Let the music play

Posted: April 30th, 2006 | Filed under: Uncategorized | No Comments »

In my previous apartment in London I didn’t have the space to unbox & use my Hi-Fi, so for 2 years I’ve been listening to music pretty much exclusively through my laptop. While I unquestionably missed the audio quality of my Roksan CD player & Amp, I’ve gotten accustomed to the convenience of not having to physically switch CDs every 60 minutes. A quick move across the pond later, I once again have the space to use my Hi-Fi (yay for cheap Cambridge rents – well compared to London at least!), but it has reminded me just how tedious CD changing is.

And then I remembered the fine folk at Slim Devices who make a nifty little device to connect the music library on your computer, to your Hi-Fi. The latest generation 3 SqueezeBox looks even smarter than their previous models, and with their explicit support for Linux was just the thing I needed. I ordered one of the wifi-enabled versions, which arrived just in time for the weekend, and even after only 2 days of use I can highly recommend this to anyone looking for a similar device.

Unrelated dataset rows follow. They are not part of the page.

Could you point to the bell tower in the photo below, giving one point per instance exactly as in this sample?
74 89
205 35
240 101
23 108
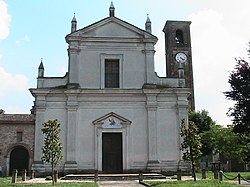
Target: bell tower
178 54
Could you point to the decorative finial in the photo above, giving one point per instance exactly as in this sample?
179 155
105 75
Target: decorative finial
73 24
148 25
111 10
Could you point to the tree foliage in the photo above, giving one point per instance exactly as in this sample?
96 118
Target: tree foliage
223 141
203 122
239 81
228 143
191 144
52 148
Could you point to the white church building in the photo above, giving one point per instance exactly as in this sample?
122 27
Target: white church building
116 114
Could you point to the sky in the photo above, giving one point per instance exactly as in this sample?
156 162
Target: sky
34 30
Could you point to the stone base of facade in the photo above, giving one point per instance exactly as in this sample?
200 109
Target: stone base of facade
154 166
38 167
70 167
172 166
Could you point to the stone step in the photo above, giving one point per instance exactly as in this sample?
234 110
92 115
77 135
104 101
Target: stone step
113 177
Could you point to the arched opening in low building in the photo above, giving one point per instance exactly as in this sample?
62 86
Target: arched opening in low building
19 159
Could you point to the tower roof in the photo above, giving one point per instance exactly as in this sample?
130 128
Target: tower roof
74 18
41 65
112 10
148 20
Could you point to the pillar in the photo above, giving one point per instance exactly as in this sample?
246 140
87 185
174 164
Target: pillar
72 107
151 106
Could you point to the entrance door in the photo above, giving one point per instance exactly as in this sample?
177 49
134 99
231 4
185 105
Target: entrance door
112 153
19 159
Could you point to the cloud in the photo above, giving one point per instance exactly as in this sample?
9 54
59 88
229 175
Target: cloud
5 20
12 83
216 41
25 38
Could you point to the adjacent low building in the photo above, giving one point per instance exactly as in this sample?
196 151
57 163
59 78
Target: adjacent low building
17 135
116 114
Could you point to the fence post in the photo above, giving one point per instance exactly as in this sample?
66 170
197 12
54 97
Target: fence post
14 176
140 176
215 174
55 176
179 174
220 175
203 174
24 175
32 175
96 176
238 178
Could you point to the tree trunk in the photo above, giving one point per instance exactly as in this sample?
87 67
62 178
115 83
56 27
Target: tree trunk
193 171
53 175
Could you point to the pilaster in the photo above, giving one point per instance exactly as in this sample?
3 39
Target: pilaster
72 107
40 103
151 106
73 53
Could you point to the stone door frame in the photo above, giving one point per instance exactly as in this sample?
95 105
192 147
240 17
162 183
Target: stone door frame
100 128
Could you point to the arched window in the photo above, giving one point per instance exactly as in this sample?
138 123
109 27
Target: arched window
179 37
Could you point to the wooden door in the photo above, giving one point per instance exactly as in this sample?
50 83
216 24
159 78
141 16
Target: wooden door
112 153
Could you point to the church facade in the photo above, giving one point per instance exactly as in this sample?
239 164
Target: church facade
115 113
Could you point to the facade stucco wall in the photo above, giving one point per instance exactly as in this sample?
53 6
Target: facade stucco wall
8 141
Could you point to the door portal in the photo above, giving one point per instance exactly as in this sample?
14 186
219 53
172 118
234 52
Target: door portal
19 159
112 161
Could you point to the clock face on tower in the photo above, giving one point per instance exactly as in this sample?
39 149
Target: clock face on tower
181 57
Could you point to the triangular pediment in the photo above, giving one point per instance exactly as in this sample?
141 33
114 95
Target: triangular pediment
112 120
112 27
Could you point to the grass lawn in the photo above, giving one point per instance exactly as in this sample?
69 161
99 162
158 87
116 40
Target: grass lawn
6 182
201 183
210 182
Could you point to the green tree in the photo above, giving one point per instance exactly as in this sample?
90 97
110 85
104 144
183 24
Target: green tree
203 122
191 144
52 148
228 143
239 81
223 140
239 92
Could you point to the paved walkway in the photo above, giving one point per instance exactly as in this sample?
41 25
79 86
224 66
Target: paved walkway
130 183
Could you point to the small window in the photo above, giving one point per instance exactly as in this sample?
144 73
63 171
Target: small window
179 37
111 73
19 136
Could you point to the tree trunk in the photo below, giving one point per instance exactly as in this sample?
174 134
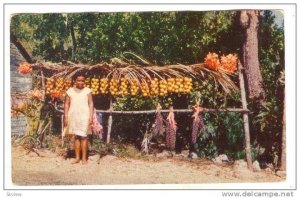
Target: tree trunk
249 22
74 44
245 118
283 135
21 48
283 139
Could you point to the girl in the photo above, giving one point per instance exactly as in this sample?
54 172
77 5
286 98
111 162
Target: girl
78 115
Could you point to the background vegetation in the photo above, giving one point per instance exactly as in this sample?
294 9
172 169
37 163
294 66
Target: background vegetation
171 38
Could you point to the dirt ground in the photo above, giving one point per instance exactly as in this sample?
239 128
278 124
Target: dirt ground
51 169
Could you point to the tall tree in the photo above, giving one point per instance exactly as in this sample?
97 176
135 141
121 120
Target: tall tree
249 22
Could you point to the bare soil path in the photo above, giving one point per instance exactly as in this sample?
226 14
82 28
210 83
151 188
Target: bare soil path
51 169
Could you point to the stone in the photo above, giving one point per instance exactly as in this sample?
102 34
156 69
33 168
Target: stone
164 154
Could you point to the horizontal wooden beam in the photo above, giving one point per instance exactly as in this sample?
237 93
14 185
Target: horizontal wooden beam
174 110
238 110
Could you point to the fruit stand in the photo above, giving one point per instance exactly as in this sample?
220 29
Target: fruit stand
121 79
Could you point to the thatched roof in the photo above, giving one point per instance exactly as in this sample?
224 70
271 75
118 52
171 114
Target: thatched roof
134 72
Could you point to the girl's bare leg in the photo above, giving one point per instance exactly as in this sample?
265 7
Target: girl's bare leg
77 150
84 148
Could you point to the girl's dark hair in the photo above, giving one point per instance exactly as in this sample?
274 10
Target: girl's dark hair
76 75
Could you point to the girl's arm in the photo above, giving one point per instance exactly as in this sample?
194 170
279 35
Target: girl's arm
91 107
66 110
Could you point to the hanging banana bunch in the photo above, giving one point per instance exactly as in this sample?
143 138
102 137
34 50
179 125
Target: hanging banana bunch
198 123
171 130
158 125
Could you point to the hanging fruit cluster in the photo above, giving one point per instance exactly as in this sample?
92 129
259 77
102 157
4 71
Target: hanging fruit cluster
145 89
24 68
134 88
56 88
124 87
104 85
154 87
227 63
113 86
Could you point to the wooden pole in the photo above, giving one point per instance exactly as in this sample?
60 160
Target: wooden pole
245 117
109 122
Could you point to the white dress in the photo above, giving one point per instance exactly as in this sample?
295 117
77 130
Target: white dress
79 112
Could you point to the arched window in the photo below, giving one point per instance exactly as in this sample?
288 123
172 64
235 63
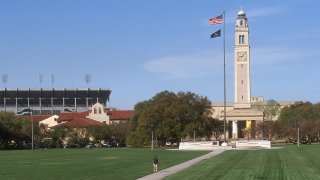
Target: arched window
241 39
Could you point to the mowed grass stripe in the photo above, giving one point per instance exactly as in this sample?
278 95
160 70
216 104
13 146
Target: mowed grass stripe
100 163
289 162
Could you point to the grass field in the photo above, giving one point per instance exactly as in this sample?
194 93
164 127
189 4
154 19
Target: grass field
100 163
289 162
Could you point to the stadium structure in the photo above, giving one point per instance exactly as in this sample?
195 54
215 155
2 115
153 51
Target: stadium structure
51 101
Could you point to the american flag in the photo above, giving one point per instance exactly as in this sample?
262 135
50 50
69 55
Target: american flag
216 20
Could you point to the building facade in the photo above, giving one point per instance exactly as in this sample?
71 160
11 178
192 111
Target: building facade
51 101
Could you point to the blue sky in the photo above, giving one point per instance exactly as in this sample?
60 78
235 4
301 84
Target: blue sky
139 48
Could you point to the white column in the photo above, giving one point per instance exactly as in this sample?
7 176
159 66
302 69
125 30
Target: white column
234 129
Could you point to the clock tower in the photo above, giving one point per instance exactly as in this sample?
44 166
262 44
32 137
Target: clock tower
242 96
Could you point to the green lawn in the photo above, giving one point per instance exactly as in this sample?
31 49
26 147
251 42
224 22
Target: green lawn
289 162
99 163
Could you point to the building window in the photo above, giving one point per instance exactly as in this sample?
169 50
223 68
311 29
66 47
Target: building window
241 39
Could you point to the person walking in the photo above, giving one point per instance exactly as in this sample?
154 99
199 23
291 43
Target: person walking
155 163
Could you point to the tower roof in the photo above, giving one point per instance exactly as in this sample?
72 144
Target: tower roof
241 12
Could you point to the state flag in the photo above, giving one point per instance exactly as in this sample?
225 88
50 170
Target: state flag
216 34
216 20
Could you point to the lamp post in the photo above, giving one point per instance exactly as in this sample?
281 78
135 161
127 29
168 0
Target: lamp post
194 134
151 136
32 132
298 141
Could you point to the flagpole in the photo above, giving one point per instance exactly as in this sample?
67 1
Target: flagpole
224 76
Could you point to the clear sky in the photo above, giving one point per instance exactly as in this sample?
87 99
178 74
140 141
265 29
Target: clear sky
138 48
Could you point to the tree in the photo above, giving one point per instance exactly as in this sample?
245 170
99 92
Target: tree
302 115
13 130
171 116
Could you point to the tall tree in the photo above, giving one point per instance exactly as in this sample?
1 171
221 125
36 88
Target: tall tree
170 116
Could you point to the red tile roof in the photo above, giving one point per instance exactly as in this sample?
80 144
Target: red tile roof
81 122
38 118
121 114
65 116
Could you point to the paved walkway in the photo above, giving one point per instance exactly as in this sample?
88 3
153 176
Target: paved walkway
174 169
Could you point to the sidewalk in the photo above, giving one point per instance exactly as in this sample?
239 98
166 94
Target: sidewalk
174 169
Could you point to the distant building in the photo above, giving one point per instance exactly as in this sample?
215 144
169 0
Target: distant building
97 116
51 101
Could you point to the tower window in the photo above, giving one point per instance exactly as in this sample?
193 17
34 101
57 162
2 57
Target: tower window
241 39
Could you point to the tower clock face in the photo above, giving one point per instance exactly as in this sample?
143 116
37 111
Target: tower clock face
242 56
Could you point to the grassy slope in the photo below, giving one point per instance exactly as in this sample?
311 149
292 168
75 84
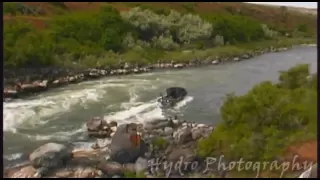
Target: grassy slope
267 14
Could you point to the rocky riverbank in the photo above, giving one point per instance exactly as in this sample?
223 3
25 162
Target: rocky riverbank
170 142
28 82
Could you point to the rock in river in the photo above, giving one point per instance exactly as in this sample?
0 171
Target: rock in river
50 155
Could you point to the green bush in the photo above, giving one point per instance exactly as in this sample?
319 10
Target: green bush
261 123
139 36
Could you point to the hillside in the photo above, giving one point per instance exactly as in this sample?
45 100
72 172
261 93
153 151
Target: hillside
88 34
268 14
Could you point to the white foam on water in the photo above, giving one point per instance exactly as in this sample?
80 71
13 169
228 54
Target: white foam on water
184 102
142 113
62 135
38 111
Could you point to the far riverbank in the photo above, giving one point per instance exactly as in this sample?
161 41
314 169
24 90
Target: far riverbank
20 83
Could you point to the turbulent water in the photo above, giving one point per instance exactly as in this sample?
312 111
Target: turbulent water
59 115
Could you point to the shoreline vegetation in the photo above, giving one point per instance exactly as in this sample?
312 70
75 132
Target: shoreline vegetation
256 129
262 125
44 82
78 46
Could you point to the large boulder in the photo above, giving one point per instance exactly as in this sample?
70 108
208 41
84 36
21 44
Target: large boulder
126 145
50 155
99 128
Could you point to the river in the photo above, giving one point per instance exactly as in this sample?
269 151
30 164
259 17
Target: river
59 115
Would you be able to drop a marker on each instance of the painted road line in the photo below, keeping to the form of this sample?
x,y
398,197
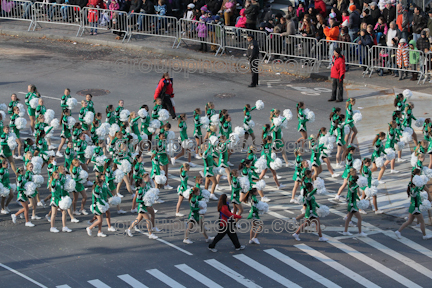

Installation was a breeze. The server side software comes in an RPM which installs & starts with the only configuration option being to tell it the directory containing your music. Configuration of the device itself amounted to no more than selecting the correct wifi network, entering the WEP key (WPA is supported too), and telling it IP address of the host running the server software. So from unpacking to playing music was no more than 5 minutes of work (well, plus another 5 minutes trying to convince NetworkManager to connect to my wireless network after I had enabled WEP). Along with the defacto standard MP3 support, it also supports OGG, WAV, FLAC and Apple LossLess – with the latter formats, audio quality is supreme. The best thing about it though in comparison to similar devices, is the UI provided by the LCD display and remote control. As well as the initial network configuration, this lets one browse & search your local music archive by artist, album, etc, select from countless Internet radio stations, and interact with other non-music items such as RSS news feeds, weather reports, and other plugins… Oh yeah, plugins – the server software is completely open source, well documented and easily extendable – 3rd party plugins for the device are actively encouraged, and there are some seriously useful add-ons available.

The only downside of all this is that its highlighted the shortcomings in the audio quality of my mp3 collection. Even with a high quality, VBR encoding there is still noticable loss of definition at both ends of the spectrum. So I’ve decided to re-rip all my CD’s into the lossless FLAC format – averaging out at about 400 MB / CD a 200 GB hard drive will comfortably store 500 CDs and if I ever need to switch formats again I can encode straight from the FLACs, skipping over the ripping part.